Ruby parens-free function calls [was Re: Accessing parent objects]

Steven D'Aprano steve+comp.lang.python at pearwood.info
Sun Mar 25 10:09:03 EDT 2018


On Sun, 25 Mar 2018 04:49:21 -0700, Rick Johnson wrote:

>> - with no arguments, using the parenthesis-free syntax,
>>   Ruby automagically forwards the same arguments to the (single)
>>   parent;
> 
> Which is merely a natural result of Ruby's function/method call syntax.
> Not allowing a parenthesis-free super call would not only be
> inconsistent, it would be foolishly inconsistent.

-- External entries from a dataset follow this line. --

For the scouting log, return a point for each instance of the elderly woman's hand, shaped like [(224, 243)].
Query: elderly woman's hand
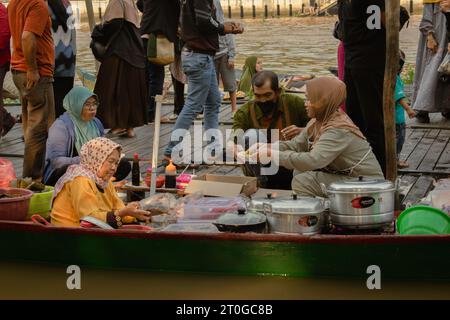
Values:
[(291, 132), (263, 153)]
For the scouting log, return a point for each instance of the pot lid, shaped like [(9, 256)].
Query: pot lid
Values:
[(257, 204), (300, 205), (361, 184), (241, 218)]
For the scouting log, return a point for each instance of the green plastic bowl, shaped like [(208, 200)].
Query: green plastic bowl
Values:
[(41, 203), (423, 220)]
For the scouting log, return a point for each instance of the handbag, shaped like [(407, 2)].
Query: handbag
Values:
[(160, 50), (100, 42), (444, 69)]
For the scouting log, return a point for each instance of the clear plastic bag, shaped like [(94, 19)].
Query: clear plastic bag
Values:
[(162, 203), (440, 196), (7, 173), (197, 207)]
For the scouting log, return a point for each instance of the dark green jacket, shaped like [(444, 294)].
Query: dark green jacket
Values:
[(291, 107)]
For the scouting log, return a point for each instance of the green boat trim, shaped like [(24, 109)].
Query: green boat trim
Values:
[(413, 257)]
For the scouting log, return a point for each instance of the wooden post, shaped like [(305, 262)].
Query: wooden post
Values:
[(91, 18), (91, 15), (390, 75), (159, 99)]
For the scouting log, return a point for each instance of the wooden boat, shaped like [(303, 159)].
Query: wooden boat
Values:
[(417, 257)]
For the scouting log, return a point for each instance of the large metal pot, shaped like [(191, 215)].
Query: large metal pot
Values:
[(300, 215), (361, 203)]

I never said anything about not allowing it. But since you've gone on the 
defence about parens-free function calls, how is this for "consistency" 
in Ruby?

[steve at ando ruby]$ ruby ws-example.rb
a + b => 7
a+b   => 7
a+ b  => 7
a +b  => 3


Here's the source code:

# --- cut ---
def a(x=4)
    x+2
end

b = 1
print "a + b => ", (a + b), "\n"
print "a+b   => ", (a+b), "\n"
print "a+ b  => ", (a+ b), "\n"
print "a +b  => ", (a +b), "\n"
# --- cut ---



>> So there's weird magic going on where `super` and `super()` both call
>> the method but with different arguments. Ewww.
> 
> It's only weird because you are judging through a Python lens. Ruby is
> not Python. And Python is not Ruby.

No, its weird because in *both cases* there are no arguments given, but 
in one case there are no arguments passed, but in the other case, some 
unknown number of invisible arguments are passed.

Consider a bunch of Ruby function calls:

    f()      # calls f with no arguments
    f        # calls f with no arguments
    foo()    # calls foo with no arguments
    foo      # calls foo with no arguments
    bar()    # calls bar with no arguments
    bar      # calls bar with no arguments
    super()  # calls the superclass method with no arguments
    super    # MAGIC HAPPENS! calls the superclass method with
               some unknown number of arguments!


If you want to argue that's a useful feature, okay, I'll give you the 
benefit of the doubt. But useful or not, it's still weird and surprising. 
And deeply, fundamentally inconsistent.